- First conditional approval of ZYNTEGLO^TM (autologous CD34+ cells encoding β^A-T87Q-globin gene) gene therapy for patients 12 years and older with transfusion-dependent β-thalassemia who do not have β⁰/β⁰ genotype in Europe achieved in 2019; Germany launch underway –

- Announced positive top-line data from pivotal Phase 2 KarMMa study of ide-cel in relapsed and refractory multiple myeloma –

- Presented clinical data across studies of LentiGlobin gene therapy for β-thalassemia (betibeglogene autotemcel) and LentiGlobin gene therapy for sickle cell disease (SCD) and bb21217 in multiple myeloma at American Society of Hematology (ASH) Annual Meeting –

- Ended quarter with $1.24 billion in cash, cash equivalents and marketable securities –

CAMBRIDGE, Mass.--(BUSINESS WIRE)--Feb. 18, 2020-- bluebird bio, Inc. (NASDAQ: BLUE) today reported financial results and business highlights for the fourth quarter and full year ended December 31, 2019.

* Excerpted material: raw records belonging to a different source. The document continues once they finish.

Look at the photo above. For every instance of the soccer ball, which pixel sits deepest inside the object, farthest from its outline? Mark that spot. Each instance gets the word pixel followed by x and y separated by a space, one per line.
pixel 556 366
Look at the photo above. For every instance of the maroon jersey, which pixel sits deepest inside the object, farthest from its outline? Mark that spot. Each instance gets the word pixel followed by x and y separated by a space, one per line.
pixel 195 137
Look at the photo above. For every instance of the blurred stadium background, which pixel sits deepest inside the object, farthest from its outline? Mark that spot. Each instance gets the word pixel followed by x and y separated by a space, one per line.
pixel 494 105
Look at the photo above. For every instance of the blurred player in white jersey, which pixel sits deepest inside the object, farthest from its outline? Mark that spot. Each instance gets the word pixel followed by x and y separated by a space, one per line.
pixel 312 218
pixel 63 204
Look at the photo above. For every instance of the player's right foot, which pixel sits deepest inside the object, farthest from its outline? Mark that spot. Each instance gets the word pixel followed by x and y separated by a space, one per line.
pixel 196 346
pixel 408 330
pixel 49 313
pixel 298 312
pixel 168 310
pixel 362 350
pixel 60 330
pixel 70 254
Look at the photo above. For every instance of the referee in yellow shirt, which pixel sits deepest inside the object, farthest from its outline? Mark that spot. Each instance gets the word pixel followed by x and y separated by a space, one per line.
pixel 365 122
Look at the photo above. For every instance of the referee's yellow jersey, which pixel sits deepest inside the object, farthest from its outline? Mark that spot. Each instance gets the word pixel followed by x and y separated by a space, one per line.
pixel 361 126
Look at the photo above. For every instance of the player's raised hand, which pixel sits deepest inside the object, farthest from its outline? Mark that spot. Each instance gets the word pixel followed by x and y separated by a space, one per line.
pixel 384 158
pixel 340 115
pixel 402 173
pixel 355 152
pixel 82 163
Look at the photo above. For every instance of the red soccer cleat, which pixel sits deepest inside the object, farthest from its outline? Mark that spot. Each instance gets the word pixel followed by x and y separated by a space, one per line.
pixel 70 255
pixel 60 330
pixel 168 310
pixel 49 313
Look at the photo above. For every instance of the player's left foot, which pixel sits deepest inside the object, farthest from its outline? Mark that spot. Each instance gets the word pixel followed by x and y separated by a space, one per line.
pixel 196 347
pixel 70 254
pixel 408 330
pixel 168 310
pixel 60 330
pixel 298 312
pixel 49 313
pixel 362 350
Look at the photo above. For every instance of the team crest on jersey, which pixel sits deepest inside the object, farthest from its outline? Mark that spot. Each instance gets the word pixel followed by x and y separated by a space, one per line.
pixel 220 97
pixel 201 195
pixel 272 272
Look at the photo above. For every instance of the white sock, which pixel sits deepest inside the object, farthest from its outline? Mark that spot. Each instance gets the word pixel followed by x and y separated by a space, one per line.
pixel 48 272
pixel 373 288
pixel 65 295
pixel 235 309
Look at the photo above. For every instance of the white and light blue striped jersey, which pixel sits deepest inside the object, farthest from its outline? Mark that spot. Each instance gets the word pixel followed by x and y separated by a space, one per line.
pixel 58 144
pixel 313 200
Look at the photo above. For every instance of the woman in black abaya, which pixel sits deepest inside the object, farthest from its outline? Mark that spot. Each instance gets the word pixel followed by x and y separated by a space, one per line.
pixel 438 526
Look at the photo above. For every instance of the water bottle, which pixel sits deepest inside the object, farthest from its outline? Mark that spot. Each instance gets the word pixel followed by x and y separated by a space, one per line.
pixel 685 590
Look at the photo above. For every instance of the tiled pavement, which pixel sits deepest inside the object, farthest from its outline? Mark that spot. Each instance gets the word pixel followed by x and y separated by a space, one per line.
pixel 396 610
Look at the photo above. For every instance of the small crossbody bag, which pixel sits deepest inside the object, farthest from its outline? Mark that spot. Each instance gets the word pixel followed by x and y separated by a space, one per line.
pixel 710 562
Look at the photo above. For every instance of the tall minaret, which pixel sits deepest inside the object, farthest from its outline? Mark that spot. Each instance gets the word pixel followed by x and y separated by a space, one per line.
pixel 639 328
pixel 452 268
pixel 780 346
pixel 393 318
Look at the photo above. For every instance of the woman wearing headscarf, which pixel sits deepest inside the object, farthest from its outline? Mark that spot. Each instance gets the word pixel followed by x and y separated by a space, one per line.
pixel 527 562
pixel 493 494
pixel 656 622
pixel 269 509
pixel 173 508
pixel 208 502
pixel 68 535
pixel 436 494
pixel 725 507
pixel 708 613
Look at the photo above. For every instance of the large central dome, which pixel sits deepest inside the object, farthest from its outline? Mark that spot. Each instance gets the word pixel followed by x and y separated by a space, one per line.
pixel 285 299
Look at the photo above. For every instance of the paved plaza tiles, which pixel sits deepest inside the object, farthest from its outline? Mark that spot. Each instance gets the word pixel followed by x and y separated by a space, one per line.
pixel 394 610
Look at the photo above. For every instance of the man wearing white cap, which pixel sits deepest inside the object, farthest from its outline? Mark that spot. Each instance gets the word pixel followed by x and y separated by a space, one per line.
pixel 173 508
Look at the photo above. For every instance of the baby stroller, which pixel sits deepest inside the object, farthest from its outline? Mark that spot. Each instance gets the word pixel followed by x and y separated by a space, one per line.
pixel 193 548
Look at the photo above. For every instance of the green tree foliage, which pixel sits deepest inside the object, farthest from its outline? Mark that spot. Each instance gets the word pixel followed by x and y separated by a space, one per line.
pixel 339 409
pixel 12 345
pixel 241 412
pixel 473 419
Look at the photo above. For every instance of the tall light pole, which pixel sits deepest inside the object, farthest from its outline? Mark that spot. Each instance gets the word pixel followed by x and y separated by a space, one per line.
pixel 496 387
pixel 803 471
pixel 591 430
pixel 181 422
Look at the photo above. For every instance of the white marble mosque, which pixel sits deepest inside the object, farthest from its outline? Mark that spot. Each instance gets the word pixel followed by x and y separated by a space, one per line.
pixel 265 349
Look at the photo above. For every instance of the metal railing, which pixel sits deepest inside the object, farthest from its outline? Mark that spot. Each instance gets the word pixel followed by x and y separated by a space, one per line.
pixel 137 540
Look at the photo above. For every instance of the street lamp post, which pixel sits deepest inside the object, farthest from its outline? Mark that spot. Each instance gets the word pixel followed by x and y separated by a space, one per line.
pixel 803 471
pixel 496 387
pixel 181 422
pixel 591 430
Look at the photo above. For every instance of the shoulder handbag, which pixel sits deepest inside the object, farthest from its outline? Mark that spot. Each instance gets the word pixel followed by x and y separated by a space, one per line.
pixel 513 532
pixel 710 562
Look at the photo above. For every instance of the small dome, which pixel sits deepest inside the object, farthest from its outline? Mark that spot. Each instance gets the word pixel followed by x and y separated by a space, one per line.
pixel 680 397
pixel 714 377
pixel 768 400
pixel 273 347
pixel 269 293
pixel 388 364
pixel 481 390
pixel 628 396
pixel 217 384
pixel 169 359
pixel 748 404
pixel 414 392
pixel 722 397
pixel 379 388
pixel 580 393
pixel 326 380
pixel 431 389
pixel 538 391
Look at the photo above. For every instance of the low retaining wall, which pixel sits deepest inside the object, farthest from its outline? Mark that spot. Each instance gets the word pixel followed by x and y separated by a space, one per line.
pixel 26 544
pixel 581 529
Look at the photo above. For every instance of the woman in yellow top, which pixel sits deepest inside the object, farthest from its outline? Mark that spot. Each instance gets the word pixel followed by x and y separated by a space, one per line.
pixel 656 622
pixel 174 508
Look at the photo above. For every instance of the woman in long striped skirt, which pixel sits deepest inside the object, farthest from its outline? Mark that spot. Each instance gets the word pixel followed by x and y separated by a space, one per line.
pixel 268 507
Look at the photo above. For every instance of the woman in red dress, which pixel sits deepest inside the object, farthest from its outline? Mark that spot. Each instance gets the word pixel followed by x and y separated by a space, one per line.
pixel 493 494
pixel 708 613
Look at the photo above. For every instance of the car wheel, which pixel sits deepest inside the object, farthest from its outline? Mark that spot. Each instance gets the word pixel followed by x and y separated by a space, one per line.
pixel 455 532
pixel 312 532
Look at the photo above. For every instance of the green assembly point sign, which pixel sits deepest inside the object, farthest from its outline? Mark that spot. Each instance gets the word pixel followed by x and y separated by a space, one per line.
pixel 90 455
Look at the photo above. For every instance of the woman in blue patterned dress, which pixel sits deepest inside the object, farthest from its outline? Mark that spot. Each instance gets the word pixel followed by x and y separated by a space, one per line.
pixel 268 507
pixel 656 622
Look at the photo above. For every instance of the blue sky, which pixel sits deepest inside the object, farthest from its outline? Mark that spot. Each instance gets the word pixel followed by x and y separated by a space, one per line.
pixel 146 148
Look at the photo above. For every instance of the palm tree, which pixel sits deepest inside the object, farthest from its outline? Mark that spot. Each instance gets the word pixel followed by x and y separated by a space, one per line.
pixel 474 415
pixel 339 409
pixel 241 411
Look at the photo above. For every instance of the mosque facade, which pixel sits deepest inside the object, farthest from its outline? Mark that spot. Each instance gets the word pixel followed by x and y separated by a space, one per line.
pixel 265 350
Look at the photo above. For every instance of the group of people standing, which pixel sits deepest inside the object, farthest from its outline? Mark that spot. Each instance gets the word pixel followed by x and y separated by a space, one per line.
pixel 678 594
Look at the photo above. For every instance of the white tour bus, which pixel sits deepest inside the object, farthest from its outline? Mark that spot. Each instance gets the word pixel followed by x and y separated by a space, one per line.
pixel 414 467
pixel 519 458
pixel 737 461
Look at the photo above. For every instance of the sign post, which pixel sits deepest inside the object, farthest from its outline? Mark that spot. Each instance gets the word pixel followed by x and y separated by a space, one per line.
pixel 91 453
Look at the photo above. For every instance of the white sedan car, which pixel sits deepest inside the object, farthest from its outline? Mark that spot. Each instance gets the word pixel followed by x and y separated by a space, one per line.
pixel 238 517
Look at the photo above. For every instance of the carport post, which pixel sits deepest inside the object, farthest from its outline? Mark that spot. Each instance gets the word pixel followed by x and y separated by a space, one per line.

“2019 was truly a transformative year for bluebird, with our first commercial product now launched in Europe and exciting progress across our first four clinical programs and pipeline,” said Nick Leschly, chief bluebird. “Notably, our data in SCD continues to build, and at the ASH annual meeting in December we presented data that showed a 99% reduction in the annualized rate of vaso-occlusive crises (VOC) and acute chest syndrome (ACS) in HGB-206 Group C patients with history of VOCs and ACS who had at least six months follow-up. In β-thalassemia, the consistency with which patients who do not have a β⁰/β⁰ genotype in our Northstar-2 (HGB-207) study are achieving transfusion independence is very encouraging – and we’re starting to see indications that we may be able to see similar outcomes with many patients with β⁰/β⁰ genotypes as well in our Northstar-3 (HGB-212 study). These data put us in a strong position as we progress our European launch, currently underway in Germany. At the end of 2019, we also announced positive top-line data from the pivotal KarMMa study of ide-cel. We and our partners at BMS look forward to submitting these data to the FDA in the first half of this year. Amidst all of our progress in 2019, our birds demonstrated time and again their dedication to patients and ability to meet and learn from the many challenges we have faced along the way. I look forward to facing the challenges of 2020 with this amazing flock.”

Recent Highlights:

TRANSFUSION-DEPENDENT β-THALASSEMIA

• LAUNCH IN GERMANY – In January 2020, bluebird bio announced the launch of ZYNTEGLO™ (autologous CD34+ cells encoding βA-T87Q-globin gene), a gene therapy for patients 12 years and older with transfusion-dependent β-thalassemia (TDT) who do not have a β⁰/β⁰ genotype, for whom hematopoietic stem cell (HSC) transplantation is appropriate but a human leukocyte antigen (HLA)-matched related HSC donor is not available in Germany. The company signed its first agreements with statutory health insurances utilizing bluebird’s innovative value-based payment model and providing coverage for ZYNTEGLO for up to 50% of patients in Germany, and the first qualified treatment center was established at University Hospital of Heidelberg to provide ZYNTEGLO to patients. The company anticipates treating the first commercial patient in the first half of 2020.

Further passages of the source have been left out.